Ah! These commercial interests—spoiling the finest life under the sun. Why must the sea be used for trade—and for war as well? Why kill and traffic on it, pursuing selfish aims of no great importance after all? It would have been so much nicer just to sail about with here and there a port and a bit of land to stretch one’s legs on, buy a few books and get a change of cooking for a while. But, living in a world more or less homicidal and desperately mercantile, it was plainly my duty to make the best of its opportunities.

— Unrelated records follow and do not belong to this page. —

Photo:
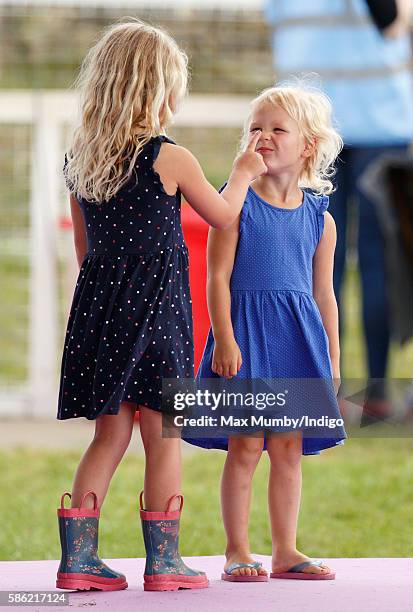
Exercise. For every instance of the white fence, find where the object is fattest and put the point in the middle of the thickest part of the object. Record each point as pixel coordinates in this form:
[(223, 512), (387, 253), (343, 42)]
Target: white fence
[(49, 112)]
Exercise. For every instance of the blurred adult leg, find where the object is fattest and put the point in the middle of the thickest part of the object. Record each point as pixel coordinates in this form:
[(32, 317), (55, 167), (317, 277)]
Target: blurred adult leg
[(338, 209), (371, 252)]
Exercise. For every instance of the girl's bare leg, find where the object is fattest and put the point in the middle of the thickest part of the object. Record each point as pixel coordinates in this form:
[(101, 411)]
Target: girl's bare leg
[(244, 453), (284, 494), (163, 462), (99, 462)]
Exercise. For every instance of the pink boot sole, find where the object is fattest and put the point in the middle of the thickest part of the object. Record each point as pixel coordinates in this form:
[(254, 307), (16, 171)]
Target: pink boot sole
[(173, 582), (86, 582)]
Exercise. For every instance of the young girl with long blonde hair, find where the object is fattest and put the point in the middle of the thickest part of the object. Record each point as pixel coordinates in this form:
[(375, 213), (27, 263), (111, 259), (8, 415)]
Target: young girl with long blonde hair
[(130, 323), (274, 316)]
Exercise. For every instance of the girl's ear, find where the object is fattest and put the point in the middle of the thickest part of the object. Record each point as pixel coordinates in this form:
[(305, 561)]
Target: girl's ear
[(309, 147)]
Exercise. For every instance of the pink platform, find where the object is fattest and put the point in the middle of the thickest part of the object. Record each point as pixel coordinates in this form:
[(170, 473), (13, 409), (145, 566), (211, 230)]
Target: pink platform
[(376, 585)]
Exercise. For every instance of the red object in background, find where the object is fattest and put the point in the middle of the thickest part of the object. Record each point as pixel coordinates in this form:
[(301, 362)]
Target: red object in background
[(196, 234)]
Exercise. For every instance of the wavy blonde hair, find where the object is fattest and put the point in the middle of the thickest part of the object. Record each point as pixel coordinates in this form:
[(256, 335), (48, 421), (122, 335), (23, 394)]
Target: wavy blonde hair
[(312, 111), (130, 83)]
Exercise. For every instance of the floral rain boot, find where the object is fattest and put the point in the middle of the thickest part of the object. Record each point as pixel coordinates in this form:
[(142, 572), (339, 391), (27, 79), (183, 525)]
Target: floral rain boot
[(164, 569), (81, 568)]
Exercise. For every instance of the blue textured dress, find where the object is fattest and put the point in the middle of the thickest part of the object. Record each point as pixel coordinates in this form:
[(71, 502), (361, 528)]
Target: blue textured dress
[(130, 323), (276, 321)]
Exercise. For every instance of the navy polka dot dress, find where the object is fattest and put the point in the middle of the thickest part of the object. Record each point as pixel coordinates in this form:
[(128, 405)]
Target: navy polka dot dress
[(130, 323)]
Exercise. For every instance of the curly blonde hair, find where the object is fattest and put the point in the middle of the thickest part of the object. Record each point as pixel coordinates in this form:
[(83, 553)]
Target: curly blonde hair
[(312, 111), (130, 83)]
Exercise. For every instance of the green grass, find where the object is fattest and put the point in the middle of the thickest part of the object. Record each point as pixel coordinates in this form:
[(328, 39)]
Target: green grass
[(356, 502)]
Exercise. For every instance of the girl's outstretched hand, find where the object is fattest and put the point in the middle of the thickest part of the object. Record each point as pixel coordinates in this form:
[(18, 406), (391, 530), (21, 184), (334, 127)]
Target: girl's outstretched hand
[(226, 359), (250, 162)]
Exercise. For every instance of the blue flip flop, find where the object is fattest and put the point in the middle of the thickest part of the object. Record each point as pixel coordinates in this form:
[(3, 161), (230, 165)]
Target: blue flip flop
[(297, 573), (228, 576)]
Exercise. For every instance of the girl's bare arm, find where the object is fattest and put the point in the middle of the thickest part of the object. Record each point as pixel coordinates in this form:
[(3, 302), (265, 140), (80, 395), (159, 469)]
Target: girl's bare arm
[(222, 245), (323, 292), (179, 168)]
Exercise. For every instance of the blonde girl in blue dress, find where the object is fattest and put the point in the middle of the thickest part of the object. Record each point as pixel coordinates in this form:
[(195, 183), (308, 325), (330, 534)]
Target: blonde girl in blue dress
[(274, 315)]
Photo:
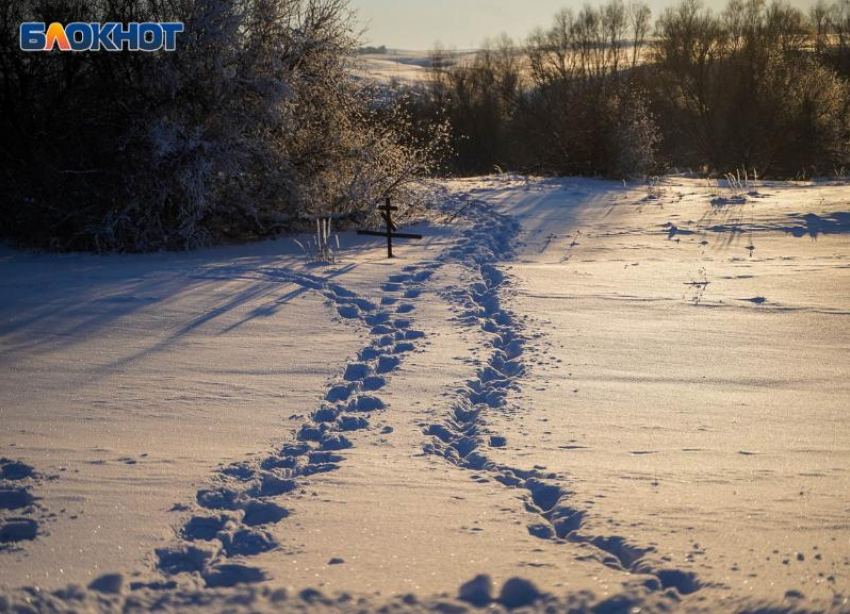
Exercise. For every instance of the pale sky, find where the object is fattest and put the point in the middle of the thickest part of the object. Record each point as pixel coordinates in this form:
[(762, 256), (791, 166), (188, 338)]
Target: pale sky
[(464, 24)]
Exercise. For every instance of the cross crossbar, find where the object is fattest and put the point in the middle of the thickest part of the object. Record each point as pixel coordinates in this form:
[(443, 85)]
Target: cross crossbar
[(386, 212)]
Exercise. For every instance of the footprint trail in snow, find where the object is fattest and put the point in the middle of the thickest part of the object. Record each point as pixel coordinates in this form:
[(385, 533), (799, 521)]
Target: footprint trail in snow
[(245, 500), (463, 437)]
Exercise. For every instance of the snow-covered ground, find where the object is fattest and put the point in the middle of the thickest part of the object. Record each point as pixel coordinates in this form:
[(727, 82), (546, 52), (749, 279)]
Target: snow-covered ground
[(634, 398)]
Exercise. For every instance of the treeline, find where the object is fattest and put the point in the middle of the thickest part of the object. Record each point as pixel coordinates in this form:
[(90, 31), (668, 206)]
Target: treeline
[(252, 124), (606, 91)]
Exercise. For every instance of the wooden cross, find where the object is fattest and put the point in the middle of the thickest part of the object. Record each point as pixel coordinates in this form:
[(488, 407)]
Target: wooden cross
[(390, 233)]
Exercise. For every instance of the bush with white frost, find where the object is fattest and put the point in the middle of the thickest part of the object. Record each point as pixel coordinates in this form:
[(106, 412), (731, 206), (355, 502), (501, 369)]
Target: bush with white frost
[(253, 123)]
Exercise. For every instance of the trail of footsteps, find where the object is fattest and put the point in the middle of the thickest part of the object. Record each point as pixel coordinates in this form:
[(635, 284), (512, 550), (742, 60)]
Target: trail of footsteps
[(245, 499), (463, 437), (20, 511)]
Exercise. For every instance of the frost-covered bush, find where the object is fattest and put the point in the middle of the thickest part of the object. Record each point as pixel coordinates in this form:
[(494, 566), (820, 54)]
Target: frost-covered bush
[(253, 122)]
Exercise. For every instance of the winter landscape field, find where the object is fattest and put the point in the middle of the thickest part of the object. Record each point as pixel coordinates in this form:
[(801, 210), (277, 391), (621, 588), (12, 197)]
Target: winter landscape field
[(633, 398), (549, 317)]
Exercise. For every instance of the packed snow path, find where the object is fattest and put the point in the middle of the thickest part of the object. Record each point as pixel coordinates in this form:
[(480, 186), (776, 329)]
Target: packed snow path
[(518, 352)]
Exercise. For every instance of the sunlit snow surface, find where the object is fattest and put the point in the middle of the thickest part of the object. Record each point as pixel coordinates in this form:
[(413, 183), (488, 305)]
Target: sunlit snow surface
[(633, 397)]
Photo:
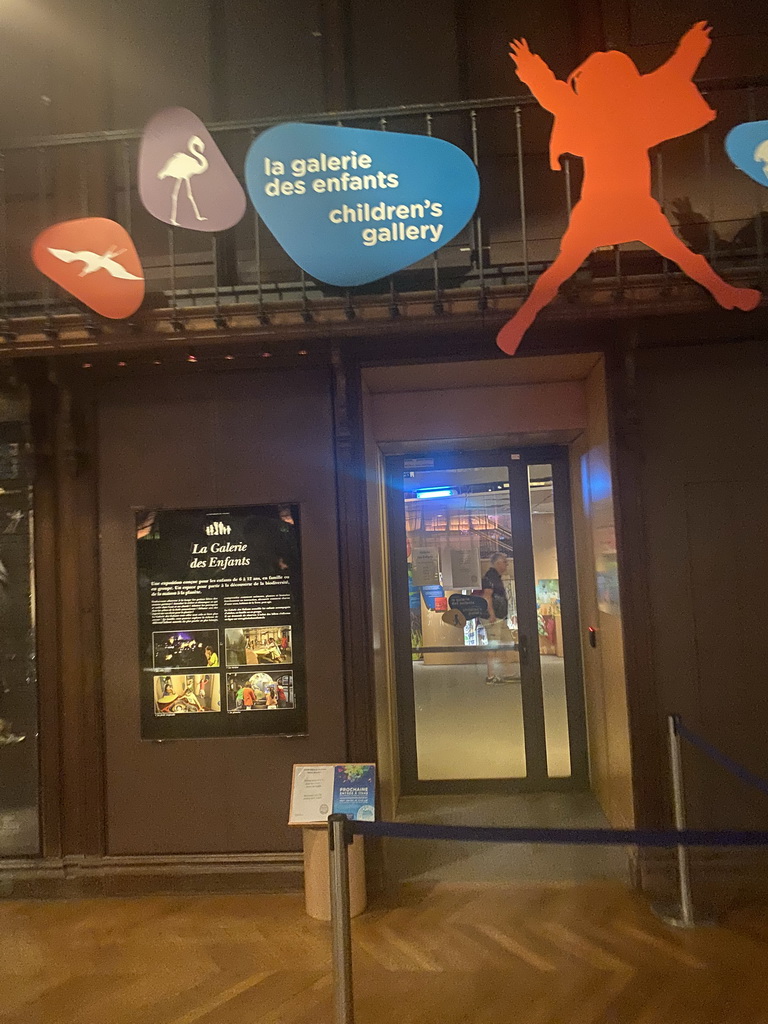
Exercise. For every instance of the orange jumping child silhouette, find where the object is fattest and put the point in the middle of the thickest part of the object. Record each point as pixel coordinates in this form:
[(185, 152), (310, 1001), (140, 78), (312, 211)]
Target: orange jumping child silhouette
[(610, 115)]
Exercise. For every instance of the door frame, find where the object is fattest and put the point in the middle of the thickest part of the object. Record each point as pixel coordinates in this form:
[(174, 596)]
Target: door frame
[(537, 779)]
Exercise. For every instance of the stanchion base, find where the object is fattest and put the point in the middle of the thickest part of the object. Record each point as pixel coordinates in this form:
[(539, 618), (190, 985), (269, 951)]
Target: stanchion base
[(671, 913)]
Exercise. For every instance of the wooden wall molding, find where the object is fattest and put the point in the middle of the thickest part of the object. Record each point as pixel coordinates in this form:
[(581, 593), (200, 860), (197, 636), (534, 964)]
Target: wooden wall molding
[(82, 877)]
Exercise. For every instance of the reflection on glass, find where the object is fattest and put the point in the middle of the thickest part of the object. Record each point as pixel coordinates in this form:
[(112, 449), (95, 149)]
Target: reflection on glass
[(18, 772), (464, 625), (549, 620)]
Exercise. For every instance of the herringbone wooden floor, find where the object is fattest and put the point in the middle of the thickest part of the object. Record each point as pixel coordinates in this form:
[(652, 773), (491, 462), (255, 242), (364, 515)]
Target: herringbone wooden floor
[(535, 954)]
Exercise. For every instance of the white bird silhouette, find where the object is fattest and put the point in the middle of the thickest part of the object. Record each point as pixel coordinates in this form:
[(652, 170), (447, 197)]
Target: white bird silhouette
[(95, 262), (182, 166), (761, 155)]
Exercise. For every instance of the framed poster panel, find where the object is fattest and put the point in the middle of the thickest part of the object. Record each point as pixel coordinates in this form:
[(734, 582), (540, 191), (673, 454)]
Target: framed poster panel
[(221, 626)]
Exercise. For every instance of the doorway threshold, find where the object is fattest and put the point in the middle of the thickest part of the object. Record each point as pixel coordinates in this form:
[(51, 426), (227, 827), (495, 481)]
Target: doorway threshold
[(477, 863)]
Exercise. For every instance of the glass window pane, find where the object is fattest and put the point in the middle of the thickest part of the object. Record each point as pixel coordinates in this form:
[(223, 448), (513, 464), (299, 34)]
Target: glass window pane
[(549, 620), (467, 695), (18, 770)]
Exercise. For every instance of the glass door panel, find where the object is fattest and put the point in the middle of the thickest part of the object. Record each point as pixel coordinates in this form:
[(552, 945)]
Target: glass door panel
[(549, 620), (467, 698)]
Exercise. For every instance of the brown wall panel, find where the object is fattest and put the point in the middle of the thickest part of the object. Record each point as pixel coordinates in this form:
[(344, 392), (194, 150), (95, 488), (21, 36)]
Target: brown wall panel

My owners’ letter had left it to me, as I have said before, to do my best for the ship, according to my own judgment. But it contained also a postscript worded somewhat as follows:

“Without meaning to interfere with your liberty of action we are writing by the outgoing mail to some of our business friends there who may be of assistance to you. We desire you particularly to call on Mr. Jacobus, a prominent merchant and charterer. Should you hit it off with him he may be able to put you in the way of profitable employment for the ship.”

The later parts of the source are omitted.